Aunque parezca un discurso de ideas antes que una comunicación lírica del mundo, este poema que también se pudo llamar “Juan Jacobo”, no tiene complejidades comunicativas, es directo, relata, enfatiza, ironiza, denuncia, observa, critica, y en su substrato mejor, condena esa actitud deformada que apela a la exclusión del “distinto”, por el solo hecho de su inclinación, variante o preferencia sexual. Visto así, es sin dudas un texto funcional, en el sentido de inmiscuirse en asuntos éticos que deben ser reformados. El poeta no habla de la necesaria exclusión de la exclusión, no se refiere a la enfermedad de la homofobia, que en lapsos del desarrollo humano tomó caminos de exterminio o de castigos crueles, injustos. No ofrece solución, solo observa y copia en su hoja de poeta aquel elemento difícil de la sociedad en que vive, una sociedad que busca la justica social desde el enunciado martiano “Con todos y para el bien de todos”, aunque pareciera que ese “todos” solo incluye a una porción y no a la real totalidad. El poeta ve esa injusticia, es amarga, su trasfondo fiero también es poético, está del lado de la poesía destructiva, del lado oscuro de nuestra especie, la especie humana depredadora, que se depreda incluso a sí misma.

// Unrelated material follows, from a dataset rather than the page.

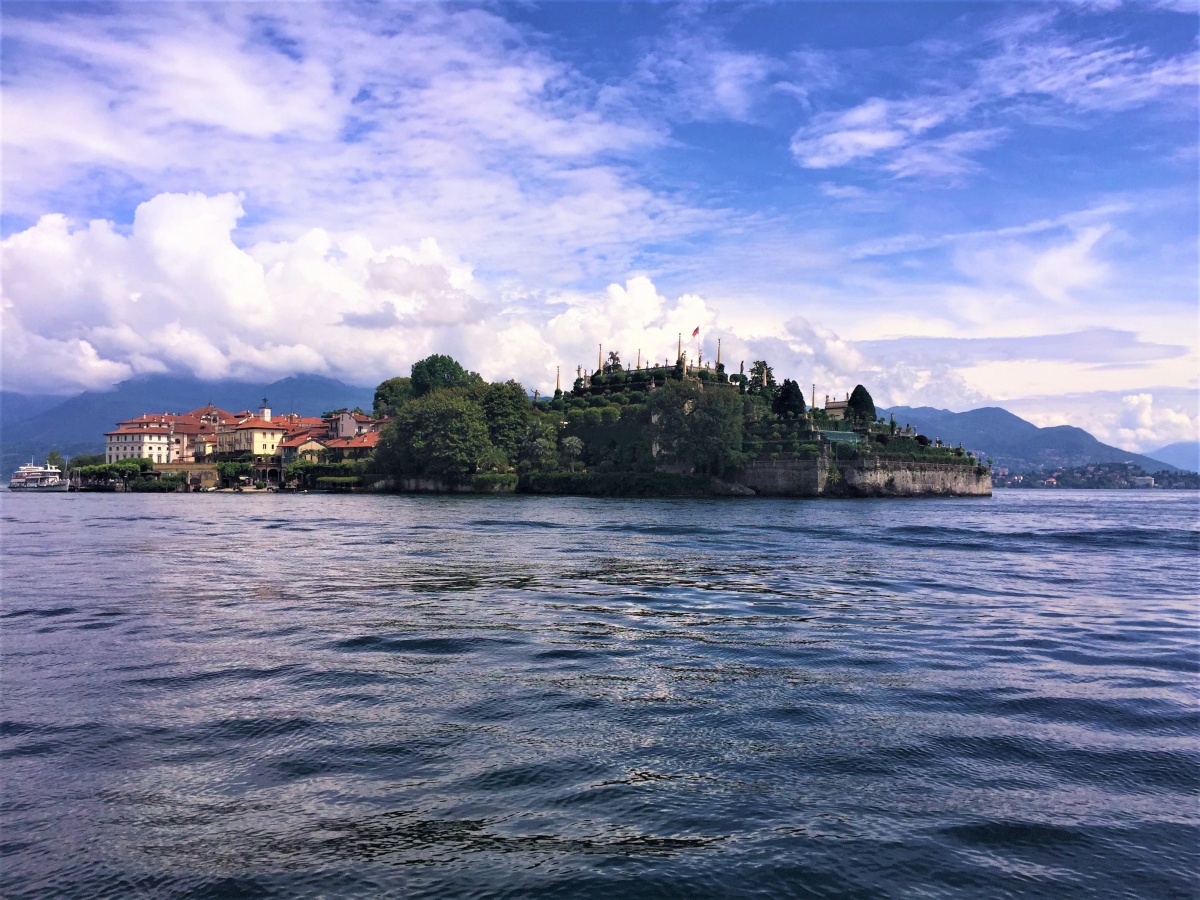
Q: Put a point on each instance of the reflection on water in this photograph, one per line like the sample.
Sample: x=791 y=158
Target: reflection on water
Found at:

El poeta no se conduele, no llena su poema de sentimentalismo, no apela a la lástima sino que compara a un viejo director de becas con un joven en la flor de la vida, uno ascendente por sus atribuciones persecutorias y de ejecución “ética”, el otro agredido en la flor de su edad, por una razón que no está en sus propios fueros excluir de su personalidad naciente. El valor del poema va más allá, pues, de sus propios recursos expresivos y de los brazos cruzados, incapaz de acción en contra, del poeta que observa, pero que no cuenta con el poder suficiente, o necesario, para corregir un mal discriminatorio que no se soluciona en un caso, en el triste destino de Juan Jacobo, sino en la praxis social, donde un poeta no puede mas que anotar en su hoja el hecho, dejarlo allí como una semilla, para tratar de que germine.

Cierto que es un texto anti homofóbico. Cierto que César López se adelantó a batallas que serían de décadas posteriores, y que incluso cuando escribo esta nota, no ha podido ser solucionada a nivel mundial, con oposiciones eclesiásticas que mal interpretan a San Pablo con demasiada fe en sus epístolas, que adolecen como todo lo humano de los credos y razones de su propio tiempo. El “problema” no es solo de una Revolución que apostó por redimir, desenajenar al hombre y a la mujer de su medio social, sino una asunto de la condición humana, un asunto que tomará todavía décadas en ser asimilado. Pero el poeta no pudo dejar de ver la crueldad del suceso paradojal, en medio de una revolución liberadora: la liberación no era para ese grupo humano, sin derecho a entrar en el santo sitio de la dirigencia, de la toma de decisiones, o de la sencilla construcción de una nueva sociedad. El poema se abre así como una ofrenda: avizora la injusticia dentro de la justicia. El joven Juan Jacobo se torna en paradigma y el señor director no deja de serlo, en medio de un visible repudio del sujeto lírico. Pero las cosas son como fueron, pueden ser rectificadas, pero ya sucedieron. El poema de César López “Si hubiera sido posible”, es una contribución en la búsqueda de la luz y de la vida sin exclusiones por razones de género. La desenajenación humana comienza a la altura de los prejuicios, de las rupturas con conceptos milenarios que las ciencias contemporáneas descalifican. De modo que “Si hubiera sido posible” es también un poema social y de combate.